Because they require consensus-based decisions, UN Conferences of the Parties (COPs) on climate change often involve long discussions and negotiations. Each year it is held in a different city, bringing a local flavor to the deliberations (as interpreted by illustrator Gidalti Jr. on this issue’s cover). With an urgent and complex agenda, COP30 arrives in Belém seeking to establish more ambitious greenhouse gas emission targets. Another challenge is to increase the resources allocated to so-called climate finance, used to fund the low-carbon energy transition and to help countries adapt to the effects of global warming.

This will be the first COP held in Brazil, although the country hosted Rio92, a landmark in international meetings on the environment and sustainable development. One of its outcomes was the creation of the UN Framework Convention on Climate Change, a multilateral treaty under which the COP is the main annual meeting. The first was held three years later, in Berlin.

Securing more funding in today’s geopolitical situation—when many wealthy countries are focused inward—is not easy, says geographer Ane Alencar. Considered an ideological issue by many, the polarization of environmental topics also makes the mission more difficult. “For some people, these topics are not seen as problems to be solved,” says the science director at the Amazon Environmental Research Institute (IPAM), an NGO founded in Belém 30 years ago.

Ghanaian climatologist Nana Klutse, who was in Brazil for the 17th General Conference of the World Academy of Sciences (TWAS), reinforces the need for collaboration between nations. “We only have one planet, and each country’s actions affect the others”.

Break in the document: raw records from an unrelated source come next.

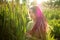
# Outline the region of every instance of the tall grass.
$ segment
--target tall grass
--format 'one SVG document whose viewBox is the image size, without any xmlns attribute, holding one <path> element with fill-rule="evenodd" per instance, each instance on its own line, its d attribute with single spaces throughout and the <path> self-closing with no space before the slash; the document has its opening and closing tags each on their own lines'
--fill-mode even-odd
<svg viewBox="0 0 60 40">
<path fill-rule="evenodd" d="M 0 4 L 0 40 L 25 40 L 26 4 Z"/>
</svg>

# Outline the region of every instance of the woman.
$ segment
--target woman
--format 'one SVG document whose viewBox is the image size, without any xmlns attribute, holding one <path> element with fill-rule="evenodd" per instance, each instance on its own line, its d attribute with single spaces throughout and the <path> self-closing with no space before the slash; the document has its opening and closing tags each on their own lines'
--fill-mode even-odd
<svg viewBox="0 0 60 40">
<path fill-rule="evenodd" d="M 29 15 L 33 20 L 32 26 L 27 26 L 29 40 L 46 40 L 47 21 L 40 8 L 38 6 L 31 7 Z"/>
</svg>

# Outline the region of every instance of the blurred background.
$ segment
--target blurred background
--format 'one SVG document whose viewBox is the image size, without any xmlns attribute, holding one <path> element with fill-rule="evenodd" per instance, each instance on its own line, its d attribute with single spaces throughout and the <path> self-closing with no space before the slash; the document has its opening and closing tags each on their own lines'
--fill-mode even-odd
<svg viewBox="0 0 60 40">
<path fill-rule="evenodd" d="M 26 40 L 28 9 L 34 5 L 51 26 L 48 40 L 60 40 L 60 0 L 0 0 L 0 40 Z"/>
</svg>

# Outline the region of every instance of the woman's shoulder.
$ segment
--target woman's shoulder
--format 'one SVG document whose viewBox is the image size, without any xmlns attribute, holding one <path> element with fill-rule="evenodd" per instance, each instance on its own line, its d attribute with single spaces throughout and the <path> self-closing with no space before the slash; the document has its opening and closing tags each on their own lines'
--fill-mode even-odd
<svg viewBox="0 0 60 40">
<path fill-rule="evenodd" d="M 31 30 L 33 28 L 33 21 L 28 22 L 27 24 L 27 31 Z"/>
</svg>

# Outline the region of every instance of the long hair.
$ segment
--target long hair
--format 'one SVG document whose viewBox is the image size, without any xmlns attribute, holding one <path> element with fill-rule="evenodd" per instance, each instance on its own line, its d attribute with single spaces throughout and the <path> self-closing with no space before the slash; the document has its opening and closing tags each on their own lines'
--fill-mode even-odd
<svg viewBox="0 0 60 40">
<path fill-rule="evenodd" d="M 29 33 L 31 35 L 34 35 L 36 33 L 36 36 L 40 36 L 43 40 L 46 40 L 47 21 L 45 16 L 38 6 L 34 6 L 30 9 L 32 9 L 32 11 L 36 14 L 36 23 L 33 26 L 32 30 L 29 31 Z"/>
</svg>

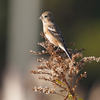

Science has provided the data underpinning the consensuses reached at previous COPs, and scientists continue to generate essential knowledge on numerous fronts within this vast field. One example addressed in this issue is the finding that trees in the Amazon are getting bigger, having grown by an average of 3.3% per decade over the last 30 years. This means the ecosystem service they provide—storing carbon—is even more crucial than previously thought.

New knowledge is expected to emerge from 22 scientific expeditions funded by the Amazônia+10 initiative, a collaboration between FAPESP and the research funding agencies of the nine states in the region. The arrangement now includes a large number of institutions and funding agencies from Brazil and abroad, with more than 700 researchers who are beginning fieldwork to collect data, biological and mineral specimens, and cultural records.

For centuries, scientific expeditions to the Amazon have been trying to create maps of the region. Presented as scientific representations of reality, they have historically functioned as political instruments. Now, a global movement called the spatial or cartographic turn is questioning their nature and function. Without abandoning science, but transcending its supposed objectivity, the approach is based on networks of socio-spatial relationships, among other elements. An example is the map created by the Borari Indigenous people, with technical support from the Federal University of Western Pará, for territorial demarcation. It included rivers, trails, and sacred areas that were not included in state cartography. The movement also has an artistic and symbolic dimension, through which maps are seen as platforms for creating new worlds.